People at pool with masks on

Photo: Igor Chus/Shutterstock

On-site testing isn’t just a competitive advantage. In places where medical infrastructure is limited, it can make the difference between people making the trip or staying home. In St. Lucia, for example, the Coconut Bay Beach Resort secured 1,000 COVID rapid antigen tests, in anticipation of guests from the US who would prefer not to spend their vacations looking for a testing facility before they return home.

“When these requirements came out, there were phone calls and cancellations coming in,” says Coconut Bay CEO Mark Adams. “This was a way to say, hey, we got you covered if you need a test to get back home.”

In what is certainly a hotel special promotion for the times, Coconut Bay offers a free COVID test with any five-night stay. Free breakfast, apparently, is so 2019.

In St. Barts, the Le Barthelemy Hotel and Spa has contracted with a local doctor who makes room calls for guests who need a test, with results available in 24 to 48 hours. In Nassau in the Bahamas, the Grand Hyatt Baha Mar offers on-site rapid antigen testing on arrival, so guests know their results within hours of landing.

“I think it gives the traveling public and discerning guest an extra layer of safety, knowing other guests and (staff) are tested,” says general manager Ulrich Samietz. “That’s a very important part of luxury travel, and I think we’re doing something very innovative that will be valued by the traveling public.”

That value may extend well past the pandemic too. Even once vaccines are commonplace and the need for COVID testing has diminished, the legacy of on-site, concierge medical service may well live on.

“Generally people are looking to spend their money in a way that’s more experiential and more focused on wellbeing,” says Sollis’ Heller as we sit poolside at the W on a 75 degree December afternoon. “There’s been a shift away from consumer goods for a long time and towards wellness experience, self care. We’ve already been on that trajectory for a long time. So this is part of that continuum.”

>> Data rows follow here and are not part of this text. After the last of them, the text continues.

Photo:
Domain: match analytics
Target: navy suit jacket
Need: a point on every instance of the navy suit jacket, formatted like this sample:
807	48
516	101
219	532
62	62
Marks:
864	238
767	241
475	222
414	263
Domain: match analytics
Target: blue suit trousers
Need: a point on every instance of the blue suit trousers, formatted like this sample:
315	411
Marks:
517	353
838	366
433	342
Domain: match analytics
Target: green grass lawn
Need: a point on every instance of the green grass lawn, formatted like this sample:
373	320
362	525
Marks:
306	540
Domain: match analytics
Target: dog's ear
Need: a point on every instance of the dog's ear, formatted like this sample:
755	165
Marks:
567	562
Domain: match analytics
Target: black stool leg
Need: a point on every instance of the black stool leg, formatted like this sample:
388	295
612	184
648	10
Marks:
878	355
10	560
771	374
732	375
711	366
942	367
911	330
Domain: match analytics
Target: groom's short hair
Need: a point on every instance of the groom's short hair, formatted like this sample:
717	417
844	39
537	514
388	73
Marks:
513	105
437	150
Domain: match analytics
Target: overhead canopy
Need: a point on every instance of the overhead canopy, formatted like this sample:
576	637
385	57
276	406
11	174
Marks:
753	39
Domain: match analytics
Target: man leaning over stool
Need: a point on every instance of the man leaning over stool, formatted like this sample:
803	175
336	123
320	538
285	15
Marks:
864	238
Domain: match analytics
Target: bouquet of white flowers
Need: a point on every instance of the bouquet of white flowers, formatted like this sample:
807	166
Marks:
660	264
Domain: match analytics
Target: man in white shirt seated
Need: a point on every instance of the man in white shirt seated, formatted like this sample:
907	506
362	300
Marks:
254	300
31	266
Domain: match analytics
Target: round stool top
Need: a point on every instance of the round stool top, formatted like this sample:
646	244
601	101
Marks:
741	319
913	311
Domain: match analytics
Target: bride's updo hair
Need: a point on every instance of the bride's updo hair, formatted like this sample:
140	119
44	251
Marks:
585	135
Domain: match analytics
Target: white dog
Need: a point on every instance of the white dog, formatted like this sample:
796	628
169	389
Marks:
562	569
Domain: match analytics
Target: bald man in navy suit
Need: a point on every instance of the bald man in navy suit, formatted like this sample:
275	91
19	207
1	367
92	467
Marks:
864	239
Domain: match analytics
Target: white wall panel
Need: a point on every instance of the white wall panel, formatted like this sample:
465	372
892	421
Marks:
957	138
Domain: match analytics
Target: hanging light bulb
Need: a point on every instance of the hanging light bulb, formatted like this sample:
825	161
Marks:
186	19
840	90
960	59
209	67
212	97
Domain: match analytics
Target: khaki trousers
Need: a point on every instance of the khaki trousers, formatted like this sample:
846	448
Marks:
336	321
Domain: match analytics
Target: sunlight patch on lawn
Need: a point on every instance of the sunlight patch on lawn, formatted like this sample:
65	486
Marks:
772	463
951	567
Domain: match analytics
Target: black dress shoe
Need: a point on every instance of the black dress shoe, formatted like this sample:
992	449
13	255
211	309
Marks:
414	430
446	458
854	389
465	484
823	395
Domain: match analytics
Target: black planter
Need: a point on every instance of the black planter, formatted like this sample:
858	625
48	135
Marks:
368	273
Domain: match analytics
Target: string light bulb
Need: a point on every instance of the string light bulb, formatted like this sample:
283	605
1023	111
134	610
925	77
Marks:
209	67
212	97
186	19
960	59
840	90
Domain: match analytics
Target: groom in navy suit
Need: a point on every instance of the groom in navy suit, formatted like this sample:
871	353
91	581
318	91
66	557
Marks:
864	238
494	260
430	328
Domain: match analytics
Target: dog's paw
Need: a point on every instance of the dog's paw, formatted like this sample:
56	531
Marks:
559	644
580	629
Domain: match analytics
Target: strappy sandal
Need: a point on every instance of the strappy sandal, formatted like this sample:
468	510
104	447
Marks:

Heller says Sollis plans to continue using the South Beach location as a clinic as for its members, who mostly live in New York and Los Angeles. It will also serve as an on-site clinic for W South Beach, something owner Edelstein sees not only as a selling point, but as a necessity in the future.

“I see (on-site testing) moving forward as concierge medical care in luxury hotels,” he says. “They may not all be in house, they may be on Zoom. But it’s exploding in terms of popularity, and all luxury hotels will, at some point, have to have concierge medical care available. And I think it’s great to have that available for employees and guests.”